Thursday, September 23, 2010

Two-dimensional

It's probably snobby of me to say this, but the theater projections of live performances of opera and theater which are the latest thing, miss their mark. This judgment may be precipitate: all I've seen is two of the Met in HD ("Doctor Atomic" and "Carmen") and the London National Theatre's inaugural broadcast (Racine's "Phèdre," with Helen Mirren in the title part), which was just rescreened this evening - all rebroadcasts. But these, at least, had the same shortcomings, and make me wonder at the whole enterprise - though curious about another approach.

What all three had in common was what any self-respecting film will nowadays have - multiple camera angles including wide-angles from the corners of the stage and closeups of performers, and the occasional shots where cameras move horizontally or vertically to follow an action or show a novel perspective. This allowed the audience to see things which only select members of a real audience could. But at what cost?

I'd assumed, when the Met in HD series was inaugurated, that the intention was to recreate the experience of being in the opera house, but something entirely different is going on. Since the camera has no fixed point of view, the viewer is in no fixed relation to the stage. She's everywhere and nowhere. And since most scenes are close-ups rather than images of the whole stage, there's no possibility that the film viewer could feel she was is in the same space as the performers. The NT production at least had the curtain call at the end, but the Met productions edit out the audience completely - no applause, even. The performance is in a void, not even aimed in any particular direction. The director's, set designer's and performer's orientations are scuttled. For instance, the stunning (if ultimately wearisome) screen which dominated "Doctor Atomic" below (a picture from the house, not the film), was never once shown from head-on as it was meant to be seen.

While visually pretty interesting, the film versions cut up what should be experienced as a Gesamtkunstwerk - a total work of art, I realized on watching the films, that includes the space of the performance hall, the air breathed by performers and audience alike, the space which both audience and performers strive to traverse with gazes and sounds.

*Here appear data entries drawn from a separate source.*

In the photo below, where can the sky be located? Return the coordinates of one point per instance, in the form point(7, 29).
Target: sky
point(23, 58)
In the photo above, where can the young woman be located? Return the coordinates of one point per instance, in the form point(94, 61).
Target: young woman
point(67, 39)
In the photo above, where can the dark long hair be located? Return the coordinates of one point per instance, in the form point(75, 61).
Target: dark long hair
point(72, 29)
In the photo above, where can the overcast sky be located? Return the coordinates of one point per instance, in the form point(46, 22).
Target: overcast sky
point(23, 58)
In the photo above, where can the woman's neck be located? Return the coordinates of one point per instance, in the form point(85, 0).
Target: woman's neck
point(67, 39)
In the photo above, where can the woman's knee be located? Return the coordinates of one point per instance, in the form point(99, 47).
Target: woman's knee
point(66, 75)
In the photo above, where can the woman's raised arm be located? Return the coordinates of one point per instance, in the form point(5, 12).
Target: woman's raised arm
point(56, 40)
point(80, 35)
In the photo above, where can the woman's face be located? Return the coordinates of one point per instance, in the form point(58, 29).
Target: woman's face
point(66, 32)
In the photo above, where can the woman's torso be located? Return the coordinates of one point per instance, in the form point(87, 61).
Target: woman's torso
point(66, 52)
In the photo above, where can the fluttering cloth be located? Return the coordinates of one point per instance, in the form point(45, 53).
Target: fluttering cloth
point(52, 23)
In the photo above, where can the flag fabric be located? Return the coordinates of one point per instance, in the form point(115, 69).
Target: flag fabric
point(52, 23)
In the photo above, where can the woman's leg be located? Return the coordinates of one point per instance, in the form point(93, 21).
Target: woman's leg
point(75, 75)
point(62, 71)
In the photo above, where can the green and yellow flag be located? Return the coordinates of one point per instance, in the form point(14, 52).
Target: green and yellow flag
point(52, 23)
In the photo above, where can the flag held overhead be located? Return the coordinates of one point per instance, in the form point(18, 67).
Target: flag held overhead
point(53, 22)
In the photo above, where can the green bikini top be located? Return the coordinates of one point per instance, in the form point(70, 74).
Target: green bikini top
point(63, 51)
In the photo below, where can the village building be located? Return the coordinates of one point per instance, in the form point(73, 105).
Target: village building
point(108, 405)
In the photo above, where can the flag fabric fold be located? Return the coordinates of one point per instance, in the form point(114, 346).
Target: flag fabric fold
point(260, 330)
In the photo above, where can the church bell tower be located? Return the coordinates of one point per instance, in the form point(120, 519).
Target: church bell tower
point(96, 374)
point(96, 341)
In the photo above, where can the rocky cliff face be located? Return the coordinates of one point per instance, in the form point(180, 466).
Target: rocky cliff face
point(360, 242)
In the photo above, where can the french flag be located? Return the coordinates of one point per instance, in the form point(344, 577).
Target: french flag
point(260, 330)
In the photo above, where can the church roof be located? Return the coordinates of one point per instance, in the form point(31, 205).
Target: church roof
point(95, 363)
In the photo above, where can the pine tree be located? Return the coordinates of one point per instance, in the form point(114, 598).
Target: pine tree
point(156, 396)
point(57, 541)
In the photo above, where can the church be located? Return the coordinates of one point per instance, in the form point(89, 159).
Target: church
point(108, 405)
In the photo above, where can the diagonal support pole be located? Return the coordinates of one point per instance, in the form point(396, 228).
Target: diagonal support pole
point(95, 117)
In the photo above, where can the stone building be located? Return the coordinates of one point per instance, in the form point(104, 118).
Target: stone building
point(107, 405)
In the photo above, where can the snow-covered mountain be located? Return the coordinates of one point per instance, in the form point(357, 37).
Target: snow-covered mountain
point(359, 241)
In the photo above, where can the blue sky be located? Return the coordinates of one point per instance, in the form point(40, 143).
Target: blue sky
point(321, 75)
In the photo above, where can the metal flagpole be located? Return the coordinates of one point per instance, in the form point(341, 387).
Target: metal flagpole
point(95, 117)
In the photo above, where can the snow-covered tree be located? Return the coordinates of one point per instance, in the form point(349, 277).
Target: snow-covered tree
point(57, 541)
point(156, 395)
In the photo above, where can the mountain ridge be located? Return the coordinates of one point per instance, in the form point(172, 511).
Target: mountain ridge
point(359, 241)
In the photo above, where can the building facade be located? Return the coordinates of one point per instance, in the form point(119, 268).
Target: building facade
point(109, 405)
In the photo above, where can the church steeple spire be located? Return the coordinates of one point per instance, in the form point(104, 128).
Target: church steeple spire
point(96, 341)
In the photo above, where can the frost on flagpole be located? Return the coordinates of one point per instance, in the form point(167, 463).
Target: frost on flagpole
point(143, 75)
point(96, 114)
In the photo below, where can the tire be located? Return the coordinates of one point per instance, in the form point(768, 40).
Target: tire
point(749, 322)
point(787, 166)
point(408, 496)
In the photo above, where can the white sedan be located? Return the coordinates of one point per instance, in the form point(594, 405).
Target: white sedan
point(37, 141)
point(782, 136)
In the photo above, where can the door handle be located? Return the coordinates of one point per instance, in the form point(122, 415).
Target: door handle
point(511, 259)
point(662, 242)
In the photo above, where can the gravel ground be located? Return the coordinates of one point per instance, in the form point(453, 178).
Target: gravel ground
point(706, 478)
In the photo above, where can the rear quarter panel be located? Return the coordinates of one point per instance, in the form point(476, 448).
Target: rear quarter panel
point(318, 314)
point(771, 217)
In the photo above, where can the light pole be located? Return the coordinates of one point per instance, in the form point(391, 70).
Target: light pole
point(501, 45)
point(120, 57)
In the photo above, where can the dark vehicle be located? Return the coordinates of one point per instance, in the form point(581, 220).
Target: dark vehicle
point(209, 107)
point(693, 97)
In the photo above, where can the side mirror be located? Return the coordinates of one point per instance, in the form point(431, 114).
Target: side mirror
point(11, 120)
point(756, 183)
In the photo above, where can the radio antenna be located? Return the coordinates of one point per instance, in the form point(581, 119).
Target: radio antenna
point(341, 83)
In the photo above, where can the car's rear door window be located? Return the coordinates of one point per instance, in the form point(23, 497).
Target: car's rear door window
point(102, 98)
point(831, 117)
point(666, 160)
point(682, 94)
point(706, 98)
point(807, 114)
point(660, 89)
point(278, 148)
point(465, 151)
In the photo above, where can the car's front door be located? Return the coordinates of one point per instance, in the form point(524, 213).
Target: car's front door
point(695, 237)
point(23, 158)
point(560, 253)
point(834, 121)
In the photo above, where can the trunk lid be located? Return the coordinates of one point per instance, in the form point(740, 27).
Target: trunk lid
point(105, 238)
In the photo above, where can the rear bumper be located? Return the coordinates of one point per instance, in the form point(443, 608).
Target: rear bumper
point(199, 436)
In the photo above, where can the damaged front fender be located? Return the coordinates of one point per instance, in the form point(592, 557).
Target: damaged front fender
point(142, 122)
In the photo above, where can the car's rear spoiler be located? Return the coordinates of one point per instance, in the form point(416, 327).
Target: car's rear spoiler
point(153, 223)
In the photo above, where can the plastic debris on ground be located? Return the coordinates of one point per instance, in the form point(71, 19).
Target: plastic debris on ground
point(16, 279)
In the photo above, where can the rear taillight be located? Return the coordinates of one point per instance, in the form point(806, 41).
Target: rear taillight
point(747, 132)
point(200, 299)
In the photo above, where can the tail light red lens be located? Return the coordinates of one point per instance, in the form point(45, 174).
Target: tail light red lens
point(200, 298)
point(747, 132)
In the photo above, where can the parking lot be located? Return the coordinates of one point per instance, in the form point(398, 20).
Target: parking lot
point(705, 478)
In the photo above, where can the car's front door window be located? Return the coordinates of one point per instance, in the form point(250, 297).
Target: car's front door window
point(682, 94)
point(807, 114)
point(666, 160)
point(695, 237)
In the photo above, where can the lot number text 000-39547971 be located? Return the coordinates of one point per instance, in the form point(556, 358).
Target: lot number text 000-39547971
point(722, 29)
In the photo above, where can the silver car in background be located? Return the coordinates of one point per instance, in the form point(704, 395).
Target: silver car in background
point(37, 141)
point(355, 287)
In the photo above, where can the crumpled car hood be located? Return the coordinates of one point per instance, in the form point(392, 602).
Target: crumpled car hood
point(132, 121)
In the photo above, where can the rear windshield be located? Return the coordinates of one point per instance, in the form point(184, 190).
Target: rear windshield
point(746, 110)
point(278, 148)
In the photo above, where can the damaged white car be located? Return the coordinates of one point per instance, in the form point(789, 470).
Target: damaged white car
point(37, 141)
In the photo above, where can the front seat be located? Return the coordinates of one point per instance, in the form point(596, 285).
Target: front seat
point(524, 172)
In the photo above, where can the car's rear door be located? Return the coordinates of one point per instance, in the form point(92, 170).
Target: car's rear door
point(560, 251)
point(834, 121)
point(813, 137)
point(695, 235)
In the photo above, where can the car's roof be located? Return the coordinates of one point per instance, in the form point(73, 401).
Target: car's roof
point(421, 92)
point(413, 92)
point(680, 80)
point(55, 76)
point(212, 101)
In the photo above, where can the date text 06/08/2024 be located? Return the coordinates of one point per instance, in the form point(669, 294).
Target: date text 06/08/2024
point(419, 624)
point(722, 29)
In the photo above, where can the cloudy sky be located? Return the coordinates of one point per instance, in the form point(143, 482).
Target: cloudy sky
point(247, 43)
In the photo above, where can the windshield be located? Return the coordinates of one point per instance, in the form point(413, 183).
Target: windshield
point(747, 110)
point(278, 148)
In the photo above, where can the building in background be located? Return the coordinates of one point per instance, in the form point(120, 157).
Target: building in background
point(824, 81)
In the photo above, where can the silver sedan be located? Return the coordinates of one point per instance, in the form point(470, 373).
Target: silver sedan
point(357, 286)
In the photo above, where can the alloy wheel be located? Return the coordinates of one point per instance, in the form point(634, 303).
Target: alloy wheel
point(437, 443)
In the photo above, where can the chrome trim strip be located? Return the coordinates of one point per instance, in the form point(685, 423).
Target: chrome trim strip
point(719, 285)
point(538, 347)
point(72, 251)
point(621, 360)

I saw "Doctor Atomic" from the Family Circle, and was keen to compare the Met in HD version as the original had seemed insufficiently operatic - the director was a film director who'd never done opera before, and who seemed to me unable to fill the stage, used as she was as a film maker to being able to simply turn the camera from one scene to another. But seeing it now as a film I realized that the opera's power such as it was was that of opera, of a single overpowering whole which challenges and embraces you. The film version bungled the two main coups de théâtre of the production: the appearance of that row of life-sized kachina figures at the top of the screen, emerging ever so slowly from the dark in a place which had earlier contained something else, and, earlier in the opera, the lowering into the center of the space of the stage of the bomb. Hanging there, mute and threatening, its true power unknown by any of the characters on the stage, it took over the whole space of the Metropolitan Opera House, in an utterly terrifying way. And it just stayed there, mutely threatening, the sense of ominousness building and building. In the film version, we actually looked up with a camera to see it lowered by a boom from rafter full of lights, etc.; obviously a prop, it then disappeared from view except for brief cuts to closeups. No deal.

And in tonight's "Phèdre," something analogous. As the smitten Phèdre writhes in anguish at her impossible love for her stepson, members of our movie audience giggled. Giggled! They would never have dared if in a space with actual actors. Indeed, the very lines which elicited the nervous giggles were among the play's most powerful - in some cases precisely because they were slightly ridiculous. That's the extent of her tragic derangement. That's part of the pity and horror. I realized that it only works if the actor suffering before you makes it impossible for you to look away, to think "it's only art" with relief or pleasure or disappointment. Film can generate immediacy of its own, no doubt. But the immediacy of live performance is different, and gets lost in the translation to film. I was reminded of Grotowski's manifestos for a "poor theater," a theater does what only it can do. For him it's all about the reality of the performers' bodies, and their pain - not feigned but real. Only being made witness to that can the viewer be affected in a real way by the performance.

But I don't want to conclude that there's no way of sharing live performance with remote audiences. What if, instead of trying to make it satisfying the way films are (changes in angle, scale, etc., and available in a non-space for viewers to imaginatively enter), the experience of the actual audience member were recreated: a fixed view (from the best seat in the house, of course), but in sufficient detail (HD!) that the viewer could focus on particular scenes and performers, as one naturally does. (The eye, as we know, bounces around scenes it surveys, all the time.) Instead of 3D glasses the audience coud be given disposable opera glasses! If you were surrounded by other viewers in a similar relationship to the performance - seated next to and behind you and in front of you in the movie theater - and knew the broadcast to be live, you just might get some sense of participation in the spectacle, of sharing that space and that time with these performers. Very old fashioned, I know. But I suspect it might work. Only for those who've had the good fortune to taste the genuine article? Perhaps, but maybe not. It's worth a try. For the three-dimensional experience of live staged performance, the audience needs to feel part of the same space as the performance.